However, Netflix has been making progress ever since, and in the past 12 months, its share price has almost doubled.
Netflix's return to form has been highlighted by its recent results. Revenue surpassed analysts' projections of £11.04 billion, rising 16 percent year over year to £11.08 billion. In comparison to analysts' expectations of £7.07, diluted earnings per share (EPS) of £7.19 represented a 47.3 percent increase year over year.
"More importantly, operating expenses remained flat, allowing top-line growth to flow through to margins," eToro global market analyst Lale Akoner stated.
Even though Netflix exceeded analysts' projections, many investors might have had even higher expectations for the company, which caused the market to deflate following the results. SVP of Media and Entertainment equity research at Wedbush Securities, Alicia Reese, stated prior to the announcement that "investors looking to get constructive on Netflix expected revenue in the range of £111-21-3 billion Expectations are rather high given various positive data points throughout the quarter."
Netflixs results precede the start of Magnificent Seven earnings season, with Alphabet (NASDAQ:GOOGL) and Tesla (NASDAQ:TSLA) both set to announce results on Wednesday 23 July.

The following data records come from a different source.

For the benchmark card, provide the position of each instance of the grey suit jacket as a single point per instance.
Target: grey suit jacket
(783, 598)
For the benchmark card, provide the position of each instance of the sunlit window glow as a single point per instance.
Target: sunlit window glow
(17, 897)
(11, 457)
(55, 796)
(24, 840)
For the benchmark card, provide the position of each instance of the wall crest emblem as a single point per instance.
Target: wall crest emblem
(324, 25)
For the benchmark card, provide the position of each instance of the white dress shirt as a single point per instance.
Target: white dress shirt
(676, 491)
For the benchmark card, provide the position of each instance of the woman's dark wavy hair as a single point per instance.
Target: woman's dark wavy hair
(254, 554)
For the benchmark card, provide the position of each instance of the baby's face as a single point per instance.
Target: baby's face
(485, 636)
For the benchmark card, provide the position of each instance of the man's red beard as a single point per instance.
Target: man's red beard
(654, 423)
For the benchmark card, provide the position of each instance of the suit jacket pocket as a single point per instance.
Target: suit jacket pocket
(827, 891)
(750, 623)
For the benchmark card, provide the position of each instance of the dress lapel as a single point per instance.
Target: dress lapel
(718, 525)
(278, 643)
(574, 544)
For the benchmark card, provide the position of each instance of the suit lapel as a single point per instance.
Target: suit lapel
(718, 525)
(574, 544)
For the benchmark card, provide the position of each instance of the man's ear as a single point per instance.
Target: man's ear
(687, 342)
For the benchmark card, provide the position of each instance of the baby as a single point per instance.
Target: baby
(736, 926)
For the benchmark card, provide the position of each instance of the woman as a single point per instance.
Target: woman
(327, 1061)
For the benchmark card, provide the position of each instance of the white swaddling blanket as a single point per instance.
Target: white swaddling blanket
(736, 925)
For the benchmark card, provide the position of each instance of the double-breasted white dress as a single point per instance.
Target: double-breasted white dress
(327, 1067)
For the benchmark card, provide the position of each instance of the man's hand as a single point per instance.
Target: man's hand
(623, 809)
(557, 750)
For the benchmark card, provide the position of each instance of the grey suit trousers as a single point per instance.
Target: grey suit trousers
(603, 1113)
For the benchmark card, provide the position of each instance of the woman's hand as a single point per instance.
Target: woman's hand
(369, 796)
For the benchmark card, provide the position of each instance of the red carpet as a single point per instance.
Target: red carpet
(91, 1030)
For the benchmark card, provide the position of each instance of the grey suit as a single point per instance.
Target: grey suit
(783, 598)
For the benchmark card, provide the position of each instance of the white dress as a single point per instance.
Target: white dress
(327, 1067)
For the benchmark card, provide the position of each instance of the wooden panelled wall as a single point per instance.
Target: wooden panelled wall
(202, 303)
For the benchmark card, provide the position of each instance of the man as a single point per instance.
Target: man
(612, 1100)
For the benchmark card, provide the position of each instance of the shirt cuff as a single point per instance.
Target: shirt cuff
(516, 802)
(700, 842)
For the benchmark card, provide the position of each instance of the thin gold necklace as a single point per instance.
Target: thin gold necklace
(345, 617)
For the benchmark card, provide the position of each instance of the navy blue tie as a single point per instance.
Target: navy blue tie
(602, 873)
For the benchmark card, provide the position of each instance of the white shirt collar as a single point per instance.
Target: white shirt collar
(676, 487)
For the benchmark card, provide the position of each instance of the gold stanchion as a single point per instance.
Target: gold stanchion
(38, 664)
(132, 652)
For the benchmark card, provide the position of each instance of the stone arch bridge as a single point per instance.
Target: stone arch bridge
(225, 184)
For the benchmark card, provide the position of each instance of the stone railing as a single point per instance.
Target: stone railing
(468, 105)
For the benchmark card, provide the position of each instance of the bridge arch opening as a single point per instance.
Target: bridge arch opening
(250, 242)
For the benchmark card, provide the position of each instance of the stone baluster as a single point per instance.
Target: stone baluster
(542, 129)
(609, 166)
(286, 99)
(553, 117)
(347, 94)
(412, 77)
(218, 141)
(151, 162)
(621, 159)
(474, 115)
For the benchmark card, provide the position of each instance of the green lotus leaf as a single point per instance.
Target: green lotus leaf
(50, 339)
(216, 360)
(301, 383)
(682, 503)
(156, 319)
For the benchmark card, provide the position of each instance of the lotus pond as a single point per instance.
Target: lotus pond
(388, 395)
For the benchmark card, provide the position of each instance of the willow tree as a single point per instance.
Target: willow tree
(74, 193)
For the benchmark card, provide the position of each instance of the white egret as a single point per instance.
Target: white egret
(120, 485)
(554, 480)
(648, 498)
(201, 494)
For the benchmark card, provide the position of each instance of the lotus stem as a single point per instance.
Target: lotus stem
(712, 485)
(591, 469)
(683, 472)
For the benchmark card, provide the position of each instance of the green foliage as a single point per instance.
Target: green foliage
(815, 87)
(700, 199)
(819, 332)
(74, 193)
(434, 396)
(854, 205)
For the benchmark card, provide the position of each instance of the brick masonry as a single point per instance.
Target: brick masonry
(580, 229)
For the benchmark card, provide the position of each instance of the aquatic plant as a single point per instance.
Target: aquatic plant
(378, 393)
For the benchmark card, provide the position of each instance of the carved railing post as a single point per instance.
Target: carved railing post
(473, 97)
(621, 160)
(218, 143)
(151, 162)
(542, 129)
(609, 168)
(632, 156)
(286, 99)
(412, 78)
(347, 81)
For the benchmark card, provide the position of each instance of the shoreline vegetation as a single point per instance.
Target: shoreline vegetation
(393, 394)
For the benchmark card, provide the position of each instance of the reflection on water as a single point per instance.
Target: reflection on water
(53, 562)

AI improves Netflix's targeting and revenue.
As its cost efficiency increased, Netflix increased its full-year margin guidance to 30%.
The growing use of artificial intelligence (AI) in recommendations and content creation is one factor contributing to this.
At the earnings call, Netflix co-CEO Ted Sarandos stated, "AI represents an incredible opportunity to help creators make films and series better, not just cheaper." "Creator tools with AI capabilities are available. The advantages in production are already being felt by our creators thanks to previsualization, shot planning, and undoubtedly visual effects.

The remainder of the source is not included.